Yüce Allah’ı tanıyıp bilerek sadece kendisine kulluk yapmak insanın asli vazifesidir. (51/56) Bu asli vazifeyi yerine getirirken insanın içinde var olan havf diye tabir edilen korkuyu, reca diye ifade edilen ümidi mutedil bir şekilde kullanması Allah’a olan kulluğunun gereğidir.
    Mutedil korku; iffet, vera’, takva ve sıdk sahiplerinin korkusudur ki bu korku, sahibini Allah’ın rahmet, mağfiret ve nimetlerden ümitsizliğe düşürmediği gibi günah ve kötülüklere dalmasına da engel olur. Aynı şekilde mutedil bir ümit de kişiyi boş vermişlik, tembellik ve sorumsuzluktan korur. (Dini Kavramlar Sözlüğü, Diyanet Yayınları)
    “Ayetlerimize ancak, kendilerine ayetlerimiz hatırlatıldığı zaman secdeye kapananlar, büyüklük taslamayarak Rablerini överek yüceltenler, vücutlarını yataklardan uzak tutup, korkarak ve umarak Rablerine yalvaranlar ve verdiğimiz rızıklardan sarf edenler inanır.” (32/15-16)
    “De ki; (Allah şöyle buyuruyor): “Ey kendi aleyhlerine olarak günahta haddi aşan kullarım! Allah’ın rahmetinden ümit kesmeyin. Allah (dilerse) bütün günahları bağışlar; doğrusu o çok bağışlayıcı, çok merhametlidir” (39/53)
    Kulluk ancak, korku ve ümitle tamam olur. Korku cehennemden korunmayı, ümit cennet bahçelerinde gezinmeyi sağlar. Ve müminler “Allah’ım! Senden yardım diler, senden mağfiret ve hidayet isteriz. Sana iman eder, sana güvenir, sana tövbe eder ve sana şükrederiz. Senin rahmetini umar, senin azabından korkarız. Şüphesiz senin azabın kafirleri kuşatıcıdır. (Kunut duaları) “Ya rabbi bizi korktuklarımızdan emin, umduklarımıza nail eyle” diye dua ederler.

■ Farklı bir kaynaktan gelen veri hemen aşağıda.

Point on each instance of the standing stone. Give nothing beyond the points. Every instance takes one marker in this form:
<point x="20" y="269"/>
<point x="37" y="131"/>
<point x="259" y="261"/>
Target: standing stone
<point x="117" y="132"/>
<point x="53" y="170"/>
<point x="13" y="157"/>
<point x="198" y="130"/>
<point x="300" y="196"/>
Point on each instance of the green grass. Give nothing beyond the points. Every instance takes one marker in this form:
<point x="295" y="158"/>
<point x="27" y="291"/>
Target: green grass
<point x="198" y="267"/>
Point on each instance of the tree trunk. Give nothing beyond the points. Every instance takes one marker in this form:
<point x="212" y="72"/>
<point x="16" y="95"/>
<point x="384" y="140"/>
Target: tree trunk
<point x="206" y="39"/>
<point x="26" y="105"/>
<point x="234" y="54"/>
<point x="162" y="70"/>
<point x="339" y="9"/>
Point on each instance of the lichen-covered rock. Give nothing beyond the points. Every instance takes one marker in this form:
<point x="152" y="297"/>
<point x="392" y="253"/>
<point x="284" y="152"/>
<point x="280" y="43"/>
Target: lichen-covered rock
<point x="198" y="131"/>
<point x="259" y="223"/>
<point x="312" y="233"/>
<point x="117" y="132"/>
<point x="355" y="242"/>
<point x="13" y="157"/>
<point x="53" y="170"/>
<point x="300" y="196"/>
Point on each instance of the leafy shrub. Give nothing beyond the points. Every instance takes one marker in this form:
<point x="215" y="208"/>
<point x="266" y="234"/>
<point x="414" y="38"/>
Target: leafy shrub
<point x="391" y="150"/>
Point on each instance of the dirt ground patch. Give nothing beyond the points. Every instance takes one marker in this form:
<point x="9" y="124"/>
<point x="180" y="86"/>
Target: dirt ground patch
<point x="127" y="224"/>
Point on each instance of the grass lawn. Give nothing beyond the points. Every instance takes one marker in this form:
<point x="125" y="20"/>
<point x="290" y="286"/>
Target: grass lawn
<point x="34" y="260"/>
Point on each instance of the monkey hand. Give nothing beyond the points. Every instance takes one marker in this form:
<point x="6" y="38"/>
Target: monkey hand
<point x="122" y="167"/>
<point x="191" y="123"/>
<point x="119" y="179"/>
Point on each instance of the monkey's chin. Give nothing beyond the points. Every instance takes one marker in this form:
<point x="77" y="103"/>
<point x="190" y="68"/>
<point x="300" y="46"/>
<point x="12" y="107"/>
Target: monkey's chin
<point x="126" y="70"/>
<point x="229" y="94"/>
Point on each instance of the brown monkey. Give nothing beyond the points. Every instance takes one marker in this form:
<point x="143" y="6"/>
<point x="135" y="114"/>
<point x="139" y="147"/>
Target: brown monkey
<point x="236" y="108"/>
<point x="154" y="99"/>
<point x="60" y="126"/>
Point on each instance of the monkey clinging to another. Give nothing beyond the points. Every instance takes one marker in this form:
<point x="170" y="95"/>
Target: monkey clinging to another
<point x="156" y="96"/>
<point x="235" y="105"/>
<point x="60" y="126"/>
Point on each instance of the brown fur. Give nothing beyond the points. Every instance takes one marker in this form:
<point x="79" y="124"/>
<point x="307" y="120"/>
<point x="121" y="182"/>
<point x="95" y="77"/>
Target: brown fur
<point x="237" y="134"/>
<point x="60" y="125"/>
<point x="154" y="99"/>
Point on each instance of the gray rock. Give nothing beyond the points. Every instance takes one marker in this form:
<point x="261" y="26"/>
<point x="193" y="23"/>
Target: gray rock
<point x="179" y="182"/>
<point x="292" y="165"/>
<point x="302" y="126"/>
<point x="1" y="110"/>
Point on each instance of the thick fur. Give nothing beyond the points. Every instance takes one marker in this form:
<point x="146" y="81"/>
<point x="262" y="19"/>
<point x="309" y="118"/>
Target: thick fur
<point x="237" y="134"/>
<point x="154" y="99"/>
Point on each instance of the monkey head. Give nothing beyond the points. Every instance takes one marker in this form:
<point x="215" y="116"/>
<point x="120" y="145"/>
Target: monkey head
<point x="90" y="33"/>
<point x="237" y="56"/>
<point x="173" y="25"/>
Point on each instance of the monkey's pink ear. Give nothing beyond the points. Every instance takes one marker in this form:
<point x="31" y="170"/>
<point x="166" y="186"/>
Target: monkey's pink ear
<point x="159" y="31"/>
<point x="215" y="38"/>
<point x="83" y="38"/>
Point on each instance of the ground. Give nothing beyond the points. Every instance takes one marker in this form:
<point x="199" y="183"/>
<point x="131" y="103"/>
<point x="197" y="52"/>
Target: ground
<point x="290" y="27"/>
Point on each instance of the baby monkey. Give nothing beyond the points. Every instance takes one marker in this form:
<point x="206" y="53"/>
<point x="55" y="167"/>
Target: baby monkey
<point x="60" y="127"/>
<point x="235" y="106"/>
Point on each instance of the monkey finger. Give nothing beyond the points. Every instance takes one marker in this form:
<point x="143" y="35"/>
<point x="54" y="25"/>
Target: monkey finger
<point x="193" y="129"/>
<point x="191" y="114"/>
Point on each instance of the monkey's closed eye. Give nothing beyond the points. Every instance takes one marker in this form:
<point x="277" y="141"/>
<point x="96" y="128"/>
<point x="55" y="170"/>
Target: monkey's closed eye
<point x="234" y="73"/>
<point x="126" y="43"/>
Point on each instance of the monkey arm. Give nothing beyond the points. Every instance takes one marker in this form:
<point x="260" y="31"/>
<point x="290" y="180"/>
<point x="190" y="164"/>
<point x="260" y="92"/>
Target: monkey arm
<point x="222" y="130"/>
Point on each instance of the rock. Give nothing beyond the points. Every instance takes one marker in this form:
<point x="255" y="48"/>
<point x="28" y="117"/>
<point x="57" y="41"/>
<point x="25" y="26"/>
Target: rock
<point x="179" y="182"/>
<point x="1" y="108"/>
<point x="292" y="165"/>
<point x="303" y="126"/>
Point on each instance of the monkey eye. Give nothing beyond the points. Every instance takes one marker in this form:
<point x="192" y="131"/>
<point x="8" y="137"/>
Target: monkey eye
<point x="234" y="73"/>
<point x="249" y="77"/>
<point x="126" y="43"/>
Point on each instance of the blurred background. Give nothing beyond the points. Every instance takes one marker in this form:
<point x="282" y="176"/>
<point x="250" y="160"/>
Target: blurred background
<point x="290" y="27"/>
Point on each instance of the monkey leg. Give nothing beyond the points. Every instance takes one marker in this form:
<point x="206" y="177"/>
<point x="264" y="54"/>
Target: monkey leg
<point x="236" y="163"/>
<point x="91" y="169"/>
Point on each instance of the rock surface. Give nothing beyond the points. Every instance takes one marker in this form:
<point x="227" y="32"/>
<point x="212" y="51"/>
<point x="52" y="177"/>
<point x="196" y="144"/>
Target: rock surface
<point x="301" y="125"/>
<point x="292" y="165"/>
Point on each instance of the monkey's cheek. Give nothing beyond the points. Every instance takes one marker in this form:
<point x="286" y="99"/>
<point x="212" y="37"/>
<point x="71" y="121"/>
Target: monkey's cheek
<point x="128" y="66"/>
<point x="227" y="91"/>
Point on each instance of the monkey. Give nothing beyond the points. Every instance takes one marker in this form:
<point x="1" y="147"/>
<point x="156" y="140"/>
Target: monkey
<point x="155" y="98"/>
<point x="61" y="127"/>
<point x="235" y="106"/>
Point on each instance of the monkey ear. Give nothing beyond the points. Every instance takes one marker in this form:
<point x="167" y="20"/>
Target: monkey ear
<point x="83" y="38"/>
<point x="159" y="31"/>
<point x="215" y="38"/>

    Başta da ifade ettiğimiz gibi yerinde ortaya çıkan korku duygusu insanı tehlikelerden korur. Tehlike karşısında korkusuzluk ve tedbirsizliğin nelere sebebiyet verdiği izahtan varestedir. Ümitsiz olmak kadar da insanı mahveden bir düşünce yoktur. Mümin Allah’tan ümidini asla kesmemelidir. İstiklal şairimiz yeis’in bir bataklık olduğunu şöyle ifade eder: 
“Ye’s öyle bataktır ki düşersen boğulursun.
Ümide sarıl sımsıkı seyret ne olursun!
    Gerçek manada imanın lezzetini kavramış ve bu şuurla hayatını şekillendirmiş bir müminin hayatında, havf ve reca büyük önem taşımaktadır. Mümin ne tamamen ümitsiz olacak, ne de kendini tamamen boşluğa bırakacak. Yüce Allah’ın sonsuz kudreti karşısında acizliğini bilerek, görev ve sorumlulukları yerine getirmede son derece hassasiyet gösterecek ve azaba uğrayabileceği düsturunu hiç elden bırakmayacak, diğer taraftan da dini vecibelerini yerine getirmenin verdiği huzur ve mutlulukla ebedi saadete güzelliklere nail olacağı düşüncesi ile huzurlu bir şekilde yaşamına devam edecek.
    Her şeyde orta yolu tavsiye eden yüce dinimizin mensupları olarak Allaha karşı kulluk görevimizi yerine getirirken korku ve ümit konusunda da dengeli olmayı şiar edinmeliyiz.